緊急度が高く、なるべく早く解決することが一番大事なのであれば、多少ベストのアプローチではなかったとしても、80%の課題解決さえできれば…という場合も多いはずです。
また、サービス/プロダクト上、ものすごく大事な機能と考えられるため、ある程度時間がかかったとしても、慎重に根本的な改修を行い、確かな動作をすることを優先することももちろんあります。
機能上の制約
「ユーザーにこの情報を全て見せることができたら…課題が解決されるかも?」と考えたとします。
しかし、そのためには複数のデーターベースからデータを持ってきて、データの集計を行う必要があり、結果的に膨大な処理時間がかかってしまい、「ユーザーが気軽にその情報を見ることができない」のであればどうでしょうか?
その場合には、「この情報を全て見せる」機能を別の捉え方をするなどして、検討する必要があリます。
技術的な制約
その機能は実現することはできるが、そのために既存の仕組みの深いところまで手を入れる必要があり、いざ、そこに手を入れるとなると不具合を生まないように慎重に作業する必要がある。

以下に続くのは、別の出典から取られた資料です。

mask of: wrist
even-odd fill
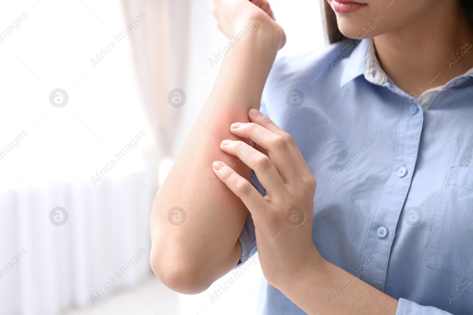
[[[288,268],[290,271],[285,276],[272,285],[285,294],[285,292],[294,292],[308,280],[314,283],[315,279],[322,279],[323,275],[326,274],[327,264],[314,246],[303,259],[294,261],[293,266]]]
[[[244,37],[255,39],[258,44],[277,51],[284,46],[286,35],[282,28],[266,13],[250,12],[236,23],[231,39],[239,41]]]

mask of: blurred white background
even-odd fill
[[[323,48],[317,0],[272,6],[287,36],[279,56]],[[8,33],[0,37],[0,151],[8,151],[0,160],[0,268],[7,268],[0,314],[205,315],[265,307],[257,263],[213,303],[209,295],[229,276],[185,296],[164,287],[149,266],[154,193],[212,87],[219,65],[209,59],[228,42],[211,8],[211,0],[0,3],[0,32]],[[94,67],[91,59],[141,12],[146,17]],[[176,87],[187,95],[180,108],[161,102]],[[69,96],[61,108],[49,102],[57,88]],[[27,135],[10,150],[23,130]],[[141,130],[118,161],[114,154]],[[91,177],[112,159],[116,165],[94,185]],[[61,226],[50,221],[57,206],[69,215]],[[141,248],[136,265],[94,304],[91,295]]]

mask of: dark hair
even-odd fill
[[[464,10],[470,24],[473,26],[473,1],[472,0],[459,0]],[[342,34],[337,25],[337,16],[332,7],[326,0],[324,1],[324,10],[325,11],[325,29],[328,38],[329,43],[333,44],[340,42],[348,37]]]

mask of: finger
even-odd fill
[[[220,147],[225,152],[235,155],[254,171],[260,182],[272,198],[287,193],[286,186],[271,160],[255,149],[243,141],[224,140]]]
[[[252,214],[266,209],[268,202],[250,182],[232,168],[223,162],[216,161],[212,164],[212,169],[219,178],[241,199]]]
[[[230,131],[239,137],[251,139],[267,150],[285,183],[294,185],[302,179],[289,144],[282,136],[254,122],[235,123],[230,127]]]
[[[252,109],[250,110],[248,117],[250,121],[260,125],[275,134],[279,135],[286,140],[289,146],[292,157],[297,165],[299,172],[304,178],[304,180],[308,184],[313,184],[315,183],[314,176],[310,170],[307,166],[306,160],[304,159],[299,148],[297,147],[296,143],[292,136],[289,133],[284,131],[275,124],[271,119],[266,117],[258,110]]]
[[[266,0],[261,1],[261,4],[258,6],[260,7],[260,9],[267,13],[268,15],[269,15],[271,18],[275,20],[274,16],[272,13],[272,10],[271,8],[270,7],[269,3],[267,1],[266,1]]]

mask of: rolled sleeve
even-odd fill
[[[405,298],[400,298],[396,315],[453,315],[431,306],[423,306]]]
[[[251,171],[251,183],[262,196],[266,195],[264,188],[260,183],[256,174],[253,170]],[[253,219],[249,211],[248,212],[246,220],[243,226],[243,229],[240,233],[240,236],[238,237],[238,239],[240,240],[240,244],[241,244],[241,257],[240,257],[240,261],[235,266],[235,268],[240,267],[241,264],[245,262],[256,252],[256,237],[254,233],[254,224],[253,223]]]

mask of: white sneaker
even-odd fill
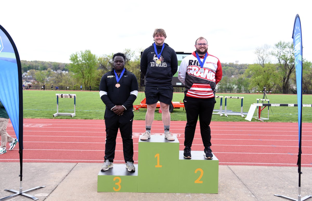
[[[133,165],[133,162],[127,161],[126,163],[126,168],[128,169],[128,171],[129,172],[134,172],[135,171],[135,167]]]
[[[14,139],[14,140],[12,141],[9,143],[9,145],[10,145],[10,149],[9,149],[10,151],[12,150],[14,148],[14,147],[16,145],[16,143],[17,143],[17,139]]]
[[[165,133],[165,138],[167,138],[168,140],[174,140],[173,136],[169,131],[167,131]]]
[[[108,160],[106,160],[104,161],[104,164],[101,167],[101,171],[105,171],[107,170],[110,168],[113,167],[113,166],[114,164],[113,164],[113,162],[110,162]]]
[[[141,137],[141,139],[143,140],[146,140],[151,137],[151,133],[149,132],[145,132]]]
[[[7,153],[7,149],[3,148],[0,148],[0,154],[3,154]]]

など、運用中のサービスやプロダクトだからこその、センシティブな問題もあります。
デザイン方針を決める
要件を踏まえて、その機能をどうデザイン検討しようか?
明確化した要件を踏まえて、どのような方向性でデザイン検討を行うかの見当をつけます。例えばある1つの機能をデザインする場合でも、いくつか複数の方向性が考えられる場合も多いです。
あらゆる可能性を検討すること自体は良いと思います。
ただ、闇雲に思いつくままに検討を進めるというよりも、今回はどんなアプローチを取れるかを仮設定しておくだけでも、狙いを絞ってより解像度高く取り組めたりします。
デザイン方針の当たりをつける際には、前提となる要件は当たり前として、デザイン上の制約、既存の画面構造、実装上の制約、ユーザーの使いやすさ、サービスの世界観など、いろいろな条件が関係してきます。
ユーザーストーリーを確認する
改めて「ユーザーストーリー」などを省みて、そもそも「誰が」「何のために」「何をしたい」のか?

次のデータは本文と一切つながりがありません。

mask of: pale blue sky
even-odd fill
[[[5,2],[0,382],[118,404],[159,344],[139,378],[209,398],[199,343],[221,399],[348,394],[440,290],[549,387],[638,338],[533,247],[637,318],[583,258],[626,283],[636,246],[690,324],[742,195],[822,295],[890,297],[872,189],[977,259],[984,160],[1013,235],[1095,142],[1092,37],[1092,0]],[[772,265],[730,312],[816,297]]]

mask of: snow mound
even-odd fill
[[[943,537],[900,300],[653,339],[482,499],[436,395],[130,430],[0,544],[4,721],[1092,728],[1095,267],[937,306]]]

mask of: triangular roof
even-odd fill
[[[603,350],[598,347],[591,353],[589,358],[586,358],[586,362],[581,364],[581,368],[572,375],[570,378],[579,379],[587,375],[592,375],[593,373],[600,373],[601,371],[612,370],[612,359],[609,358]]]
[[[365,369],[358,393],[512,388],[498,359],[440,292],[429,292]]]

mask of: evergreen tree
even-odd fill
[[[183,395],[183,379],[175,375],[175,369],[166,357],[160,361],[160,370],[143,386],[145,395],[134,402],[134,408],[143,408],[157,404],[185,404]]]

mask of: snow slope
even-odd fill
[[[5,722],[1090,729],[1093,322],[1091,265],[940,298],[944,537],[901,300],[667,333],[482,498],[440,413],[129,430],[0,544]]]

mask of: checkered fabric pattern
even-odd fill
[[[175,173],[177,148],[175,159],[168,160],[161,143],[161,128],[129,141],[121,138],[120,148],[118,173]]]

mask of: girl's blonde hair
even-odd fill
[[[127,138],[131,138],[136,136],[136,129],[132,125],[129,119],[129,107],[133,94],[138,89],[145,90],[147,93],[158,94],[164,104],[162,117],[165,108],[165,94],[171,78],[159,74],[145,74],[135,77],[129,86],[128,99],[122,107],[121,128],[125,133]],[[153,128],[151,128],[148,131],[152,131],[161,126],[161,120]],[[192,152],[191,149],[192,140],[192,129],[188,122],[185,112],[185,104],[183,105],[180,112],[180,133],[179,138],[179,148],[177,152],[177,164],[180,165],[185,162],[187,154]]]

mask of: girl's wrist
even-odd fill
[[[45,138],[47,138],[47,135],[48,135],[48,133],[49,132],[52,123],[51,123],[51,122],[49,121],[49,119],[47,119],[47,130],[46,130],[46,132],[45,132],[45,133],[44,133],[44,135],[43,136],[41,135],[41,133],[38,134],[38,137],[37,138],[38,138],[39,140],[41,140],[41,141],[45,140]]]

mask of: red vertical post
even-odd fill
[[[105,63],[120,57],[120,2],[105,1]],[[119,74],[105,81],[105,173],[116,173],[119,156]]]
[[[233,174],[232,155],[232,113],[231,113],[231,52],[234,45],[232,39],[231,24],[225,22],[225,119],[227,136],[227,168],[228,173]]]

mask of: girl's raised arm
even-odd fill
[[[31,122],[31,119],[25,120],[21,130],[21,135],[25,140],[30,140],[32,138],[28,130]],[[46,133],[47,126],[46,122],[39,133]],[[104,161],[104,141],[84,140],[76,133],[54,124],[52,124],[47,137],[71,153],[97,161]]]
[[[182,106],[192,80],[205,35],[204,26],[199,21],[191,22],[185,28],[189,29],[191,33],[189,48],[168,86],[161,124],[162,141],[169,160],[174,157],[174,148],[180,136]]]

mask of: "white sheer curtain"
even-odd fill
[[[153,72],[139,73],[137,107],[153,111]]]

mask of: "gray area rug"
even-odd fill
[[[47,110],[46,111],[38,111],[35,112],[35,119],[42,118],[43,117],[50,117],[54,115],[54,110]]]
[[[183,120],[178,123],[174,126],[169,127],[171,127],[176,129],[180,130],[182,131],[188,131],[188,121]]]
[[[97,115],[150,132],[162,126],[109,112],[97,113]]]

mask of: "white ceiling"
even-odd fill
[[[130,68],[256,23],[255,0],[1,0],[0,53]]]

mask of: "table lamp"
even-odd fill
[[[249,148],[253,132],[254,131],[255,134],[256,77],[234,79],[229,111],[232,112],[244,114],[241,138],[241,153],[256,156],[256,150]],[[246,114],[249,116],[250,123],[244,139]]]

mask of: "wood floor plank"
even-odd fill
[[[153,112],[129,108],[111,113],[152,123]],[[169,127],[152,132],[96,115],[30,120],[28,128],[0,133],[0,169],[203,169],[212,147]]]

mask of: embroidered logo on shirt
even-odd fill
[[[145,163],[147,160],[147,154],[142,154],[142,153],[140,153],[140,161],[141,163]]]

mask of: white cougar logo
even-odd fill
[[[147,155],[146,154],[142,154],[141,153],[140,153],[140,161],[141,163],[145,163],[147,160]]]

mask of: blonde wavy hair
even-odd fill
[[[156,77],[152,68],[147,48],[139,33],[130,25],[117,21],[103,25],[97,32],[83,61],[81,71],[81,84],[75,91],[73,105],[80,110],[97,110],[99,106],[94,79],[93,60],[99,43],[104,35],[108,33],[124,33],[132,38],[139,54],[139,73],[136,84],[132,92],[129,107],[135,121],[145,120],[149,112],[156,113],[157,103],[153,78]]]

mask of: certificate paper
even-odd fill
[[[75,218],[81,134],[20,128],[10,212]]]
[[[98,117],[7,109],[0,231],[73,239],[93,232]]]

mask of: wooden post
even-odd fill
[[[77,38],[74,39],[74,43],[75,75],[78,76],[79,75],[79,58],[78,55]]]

について考え直すことで、要件を俯瞰して捉えることができ、デザイン方針のバランスが取れているかを見ることができたりします。
ユーザー体験のバランスを考える
実現する機能は「とにかくユーザーにとってわかりやすく、すぐに使える機能であれば良い」わけでもありません。

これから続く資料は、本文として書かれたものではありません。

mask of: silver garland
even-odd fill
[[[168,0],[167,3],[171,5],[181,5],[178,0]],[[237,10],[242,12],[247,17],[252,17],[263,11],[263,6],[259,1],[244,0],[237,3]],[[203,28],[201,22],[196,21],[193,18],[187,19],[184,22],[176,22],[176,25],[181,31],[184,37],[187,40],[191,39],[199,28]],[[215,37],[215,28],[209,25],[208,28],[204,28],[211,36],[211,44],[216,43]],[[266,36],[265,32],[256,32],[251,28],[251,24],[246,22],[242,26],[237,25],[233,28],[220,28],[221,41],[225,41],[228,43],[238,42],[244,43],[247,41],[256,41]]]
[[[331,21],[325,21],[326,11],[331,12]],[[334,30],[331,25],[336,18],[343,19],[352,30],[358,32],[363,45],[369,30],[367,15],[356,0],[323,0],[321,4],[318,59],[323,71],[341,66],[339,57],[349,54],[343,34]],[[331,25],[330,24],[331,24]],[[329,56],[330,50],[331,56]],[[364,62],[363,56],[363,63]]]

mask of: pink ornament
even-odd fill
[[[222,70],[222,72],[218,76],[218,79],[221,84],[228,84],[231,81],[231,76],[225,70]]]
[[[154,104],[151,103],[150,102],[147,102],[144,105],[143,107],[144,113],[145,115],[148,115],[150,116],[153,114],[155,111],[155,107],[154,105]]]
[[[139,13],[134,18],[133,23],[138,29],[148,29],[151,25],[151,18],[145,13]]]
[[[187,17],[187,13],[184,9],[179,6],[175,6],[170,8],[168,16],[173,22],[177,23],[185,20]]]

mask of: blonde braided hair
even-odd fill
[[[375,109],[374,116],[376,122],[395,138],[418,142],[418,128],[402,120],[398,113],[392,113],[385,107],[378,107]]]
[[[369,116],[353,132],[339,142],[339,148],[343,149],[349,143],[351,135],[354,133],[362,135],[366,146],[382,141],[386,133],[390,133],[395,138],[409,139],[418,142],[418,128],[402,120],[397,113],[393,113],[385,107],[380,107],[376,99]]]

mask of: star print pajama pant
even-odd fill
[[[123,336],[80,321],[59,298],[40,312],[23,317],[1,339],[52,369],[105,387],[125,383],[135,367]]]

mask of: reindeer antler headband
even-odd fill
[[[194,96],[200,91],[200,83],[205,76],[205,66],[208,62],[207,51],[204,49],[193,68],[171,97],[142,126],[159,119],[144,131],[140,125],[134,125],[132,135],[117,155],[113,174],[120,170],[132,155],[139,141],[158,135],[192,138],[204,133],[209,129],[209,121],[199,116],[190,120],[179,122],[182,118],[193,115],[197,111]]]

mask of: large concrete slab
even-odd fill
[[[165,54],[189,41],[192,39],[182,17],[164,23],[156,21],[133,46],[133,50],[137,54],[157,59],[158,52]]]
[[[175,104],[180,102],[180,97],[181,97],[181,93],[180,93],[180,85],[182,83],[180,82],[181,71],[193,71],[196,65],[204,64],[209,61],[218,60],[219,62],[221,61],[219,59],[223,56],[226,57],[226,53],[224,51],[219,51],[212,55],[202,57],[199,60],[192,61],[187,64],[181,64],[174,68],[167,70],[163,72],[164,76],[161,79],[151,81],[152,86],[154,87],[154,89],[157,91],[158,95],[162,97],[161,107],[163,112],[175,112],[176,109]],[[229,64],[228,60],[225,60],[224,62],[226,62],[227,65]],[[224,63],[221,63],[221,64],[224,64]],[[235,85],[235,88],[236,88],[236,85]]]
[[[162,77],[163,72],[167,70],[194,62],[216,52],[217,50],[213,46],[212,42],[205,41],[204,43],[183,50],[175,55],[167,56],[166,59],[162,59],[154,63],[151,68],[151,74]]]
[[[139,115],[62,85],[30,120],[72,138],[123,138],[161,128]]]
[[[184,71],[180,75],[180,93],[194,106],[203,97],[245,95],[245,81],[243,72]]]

「直感的に操作ができて、瞬時にタスクを終えられること」が要求される機能もあれば、「事前に正しく内容をじっくり認識してから確実に安全にタスクを完了すること」が重要であるなど、機能によって求められる体験は変わります。
前者であれば、なるべくシンプルな構成のUIと最小限の情報提示を検討しなければならないですし、後者であれば如何に正しく認識を持ってもらえるか?間違いを起こさないためのインタラクションは何か?という視点で情報提示の仕方を検討しなければならないでしょう。
システムとのインタラクションを考える
上で述べたような「ユーザーが間違いを起こさない」ような機能を考える際には、あえて設定項目をいくつかの画面に分割した上で、ユーザーにセクションごとに項目を入力して送信してもらい、システム側で入力項目の確認を行って、その結果をフィードバックし、OKであれば次の画面に…など、
一度に膨大な情報を登録させるのではなく、段階的に確認しながら登録させる方が効果的だと思われます。
実現性や実装工数を意識する
「これって実装できますか?」おそらく大概のことは実装できるのではと思います。ただそれには、「期間」であったり「工数」が潤沢にあれば…です。
実現したい機能に対して、ものすごく大掛かりな実装になったり、複雑性の高い実装であれば、その分期間や工数に影響が出るでしょう。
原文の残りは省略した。